当天下午,朱明照把刘彻拉进偏阁,关上门。“夫君,灵泉里多了很多书。”

刘彻看着她。“什么书?”

朱明照把手放在他心口,灵泉的金色光芒从她掌心渡入他的身体。刘彻闭上眼睛,看到了那个场景——那棵大树,那片光,那无数卷悬浮在光中的竹简。他睁开眼,看着朱明照。“那些书……能用吗?”

“能。”朱明照点了点头,“都是治水、种地、医病的书。我选几卷先拿出来,交给可靠的人去试行。”

刘彻沉默了片刻。“明照,你知不知道,你手里握着什么?”

“知道。”朱明照的声音很轻,“我握着一整个天下。”

刘据放学回来的时候,看到母后正坐在案几前,面前摊着一卷他从未见过的书。他凑过去,“母后,这是什么?”

朱明照摸了摸他的头。“是教人怎么种地的书。”

刘据歪着头看了一会儿。“种地也要看书?”

“当然要。不看书,就不知道什么时候该播种,什么时候该施肥,什么时候该浇水。”

刘据想了想。“那我也要看。以后我要是当了皇帝,得让百姓吃饱饭。”

朱明照愣了一下,然后低下头,在他额头上印下一个吻。“据儿,你说得对。”

灵泉空间里,那棵大树在银白色的光芒中轻轻摇曳。银白的星、金色的星、淡蓝色的星并排挂在树梢。树下的花瓣已经全部盛开了,花蕊中央那颗金色的光点,正安静地发着光,它已经不再是种子了,它是一颗正在成长的星辰,像一盏小小的灯,等着在适当的时候点亮它自己。

十一

那天傍晚,卫子夫坐在茶摊的木棚下,手里端着一碗茶。夕阳落在她身上,将她镀上一层温暖的金红色。韩说从巷子那头走过来,在她面前站定,手里拿着一卷竹简。“卫姑娘,”他把竹简放在桌上,“这本《诗经》送给你。上次听你说,你喜欢读《诗经》。”

卫子夫低头看着那卷竹简,没有说话。

韩说又补了一句:“不是买的。是我自己抄的。字不好看,但意思是对的。”

卫子夫的嘴角弯了起来,抬起头看着他。“谢谢。”

十二

大明奉天殿前,天幕的光芒照亮了整座宫殿。朱元璋裹着裘衣站在殿前,仰头看着天幕。他看不到灵泉空间里那些书,但他看到了女儿眼睛里明亮的光,看到了刘彻接住她掌心那团光的动作。“标儿,”他开口,声音沙哑,“你妹妹好像又在做什么了不得的事了。”

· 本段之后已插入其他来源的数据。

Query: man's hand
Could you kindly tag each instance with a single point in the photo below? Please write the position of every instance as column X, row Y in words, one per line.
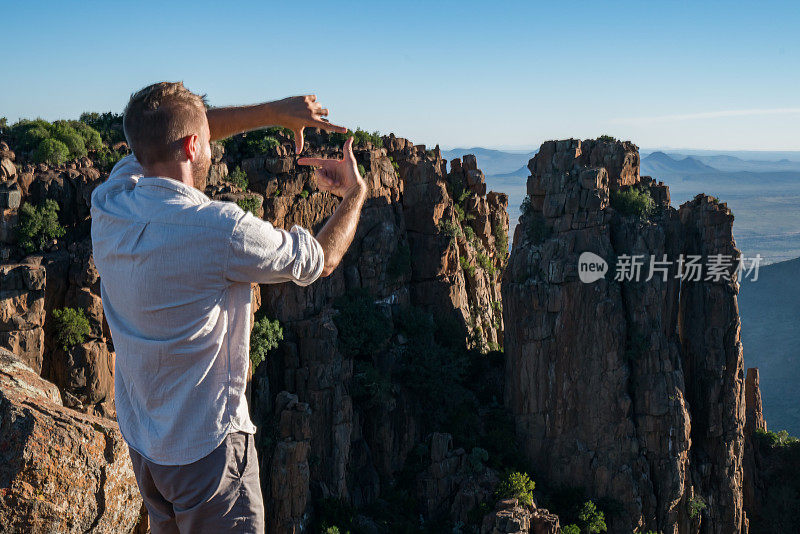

朱标站在他身后,微微点头。“灵泉空间有了新的变化。里面装了无数的书。”

朱元璋沉默了很久。“你妹妹选对了人。那个刘彻,担得起。”

天幕的光芒从未消散,落在长安城的万家灯火上,落在未央宫的檐角上,落在灵泉空间里那棵正在生长的树上。